In August 2011, Phillips was featured at the opening night of the Mostly Mozart Festival, which aired live on PBS’s Live From Lincoln Center. She has also been a resident artist at the 2010 and 2011 Marlboro Music Festivals, was part of Marilyn Horne Foundation Gala at Carnegie Hall, made her New York solo recital debut at Lincoln Center’s Alice Tully Hall (in 2009 as a Juilliard School alumna and Alice Tully Vocal Arts Debut Recital Award recipient), and has appeared at the Kennedy Center in Washington, DC (under the auspices of the Vocal Arts Society). Her ever-expanding concert repertoire has been showcased with many prestigious organizations: she performed with the Royal Stockholm Philharmonic under Alan Gilbert; sung in Mozart’s Mass in C minor with the Chicago Symphony; and also took part in Beethoven’s Mass in C major and Choral Fantasy at Carnegie Hall with Kent Tritle and the Oratorio Society of New York. Phillips has sung Dvorák’s Stabat Mater with the Santa Fe Symphony, Brahms’s Ein deutsches Requiem with the Santa Barbara Symphony, and Wolf’s Spanisches Liederbuch at Carnegie’s Weill Recital Hall. Other recent concert and oratorio engagements include Carmina Burana, Beethoven’s Ninth Symphony, Mahler’s Fourth Symphony, Mozart’s Coronation Mass, the Fauré and Mozart requiems, and Handel’s Messiah. She also made her Carnegie Hall debut with Skitch Henderson, Rob Fisher, and the New York Pops. Following her Baltimore Symphony Orchestra debut under Marin Alsop, the Baltimore Sun proclaimed: “She’s the real deal.”
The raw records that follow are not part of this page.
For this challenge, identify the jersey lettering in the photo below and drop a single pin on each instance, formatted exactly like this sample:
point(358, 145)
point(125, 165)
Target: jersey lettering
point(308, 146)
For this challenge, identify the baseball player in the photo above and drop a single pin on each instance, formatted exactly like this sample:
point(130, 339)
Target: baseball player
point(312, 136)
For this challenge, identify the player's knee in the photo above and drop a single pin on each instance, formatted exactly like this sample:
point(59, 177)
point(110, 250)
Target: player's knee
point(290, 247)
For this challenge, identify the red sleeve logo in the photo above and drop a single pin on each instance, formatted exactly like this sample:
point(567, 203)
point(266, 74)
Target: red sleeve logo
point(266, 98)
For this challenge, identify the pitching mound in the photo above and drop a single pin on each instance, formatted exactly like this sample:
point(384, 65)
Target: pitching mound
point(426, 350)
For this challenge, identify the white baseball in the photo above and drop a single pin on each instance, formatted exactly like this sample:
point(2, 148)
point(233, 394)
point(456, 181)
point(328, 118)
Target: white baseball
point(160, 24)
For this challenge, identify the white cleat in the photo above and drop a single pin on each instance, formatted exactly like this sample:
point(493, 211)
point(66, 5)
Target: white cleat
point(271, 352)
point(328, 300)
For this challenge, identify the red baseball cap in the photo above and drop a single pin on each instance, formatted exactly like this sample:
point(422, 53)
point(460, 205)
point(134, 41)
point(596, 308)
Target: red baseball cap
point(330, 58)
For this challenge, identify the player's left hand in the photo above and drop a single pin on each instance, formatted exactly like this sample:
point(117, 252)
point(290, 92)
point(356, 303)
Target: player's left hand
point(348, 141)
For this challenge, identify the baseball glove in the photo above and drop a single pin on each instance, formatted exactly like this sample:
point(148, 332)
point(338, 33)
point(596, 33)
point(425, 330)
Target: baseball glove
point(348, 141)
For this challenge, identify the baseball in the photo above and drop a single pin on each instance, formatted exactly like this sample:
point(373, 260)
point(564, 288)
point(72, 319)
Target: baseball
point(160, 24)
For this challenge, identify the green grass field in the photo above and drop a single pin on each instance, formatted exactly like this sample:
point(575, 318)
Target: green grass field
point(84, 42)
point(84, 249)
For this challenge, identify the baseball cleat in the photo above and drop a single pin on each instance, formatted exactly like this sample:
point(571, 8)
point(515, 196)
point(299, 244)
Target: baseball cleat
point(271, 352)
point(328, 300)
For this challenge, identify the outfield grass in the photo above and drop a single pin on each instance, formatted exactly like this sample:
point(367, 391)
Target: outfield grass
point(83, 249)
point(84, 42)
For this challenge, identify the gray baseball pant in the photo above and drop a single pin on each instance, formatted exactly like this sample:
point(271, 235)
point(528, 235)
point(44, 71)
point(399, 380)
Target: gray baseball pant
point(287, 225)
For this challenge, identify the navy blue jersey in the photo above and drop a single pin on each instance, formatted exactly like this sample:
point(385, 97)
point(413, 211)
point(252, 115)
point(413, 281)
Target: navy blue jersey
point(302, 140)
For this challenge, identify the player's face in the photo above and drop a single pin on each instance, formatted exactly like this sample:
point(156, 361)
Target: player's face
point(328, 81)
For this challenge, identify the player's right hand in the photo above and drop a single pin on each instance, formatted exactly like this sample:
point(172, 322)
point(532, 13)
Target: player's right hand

Phillips had a magnificent 2005, winning four of the world’s leading vocal competitions: Operalia (both First Place and the Audience Prize), the Metropolitan Opera National Council Auditions, the MacAllister Awards, and the George London Foundation Awards Competition. She has also claimed the top honor at the Marilyn Horne Foundation Competition, and she won first prizes from the American Opera Society Competition and the Musicians Club of Women in Chicago. Philips has received grants from the Santa Fe Opera and the Sullivan Foundation, and is a graduate of Lyric Opera of Chicago’s Ryan Opera Center.


Born in Birmingham, Alabama and raised in Huntsville, Susanna Phillips is grateful forthe ongoing support of her community in her career. She sang Strauss’s Four Last Songs and gave her first concert performances in the title role of Lucia di Lammermoor with the Huntsville Symphony, and returns frequently to her native state for recitals and orchestral appearances. Over 400 people traveled from Huntsville to New York City in December 2008 for Phillips’s Metropolitan Opera debut in La bohème.